Di fronte a tutte queste critiche, tuttavia, il rinnovato interesse verso la Tobin Tax sembra derivare in buona parte dalla capacità che le viene attribuita di reperire risorse per il finanziamento dello sviluppo e dei beni pubblici globali, per non parlare, nella contingenza finanziaria attuale, della prospettiva di ottenere fondi per futuri eventuali salvataggi bancari. In effetti, pur essendovi un'ampia oscillazione nella valutazione delle risorse che la Tobin Tax sarebbe suscettibile di reperire, nell'ipotesi più bassa, pari a 17 miliardi di dollari all'anno, si raggiungerebbe comunque circa un terzo di quanto le Nazioni Unite stimano necessario per il finanziamento complessivo degli Obiettivi del Millennio.
Già nel periodo immediatamente precedente il Vertice G20 di Pittsburgh del 24-25 settembre 2009 vi sono state diverse prese di posizione che hanno mostrato un rinnovato interesse per forme di imposizione sulle transazioni finanziarie sul modello della Tobin Tax, come ad esempio quella del presidente dell'Autorità britannica per i servizi finanziari, lord Adair Turner, che ha giudicato troppo debole la misura della limitazione al livello dei bonus corrisposti ai dirigenti del settore bancario.

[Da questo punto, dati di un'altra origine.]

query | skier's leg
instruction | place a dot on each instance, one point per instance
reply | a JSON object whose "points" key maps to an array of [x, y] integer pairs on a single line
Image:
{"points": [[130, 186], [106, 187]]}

Importanti pronunce a favore di una tassa sulle transazioni finanziarie vi sono poi stati in concomitanza del Vertice europeo straordinario tenutosi a Bruxelles per definire una posizione europea per il G20 di Pittsburgh: dopo che lo stesso presidente della Commissione europea Barroso aveva espresso apprezzamento per una riproposizione della Tobin tax, purché applicata a livello mondiale; nel Vertice straordinario del 17 settembre 2009 la stessa cancelliera tedesca Angela Merkel e il Ministro degli esteri francese Bernard Kouchner hanno sostenuto con forza la rinnovata ipotesi, in consonanza di idee anche con il premier austriaco Werner Faymann. Va registrato invece il dissenso del presidente di turno dell'Unione europea, lo svedese Fredrik Reinfeldt, che ha fatto piuttosto riferimento alla limitazione dei bonus bancari, e a misure di rafforzamento della trasparenza e della vigilanza sui mercati finanziari.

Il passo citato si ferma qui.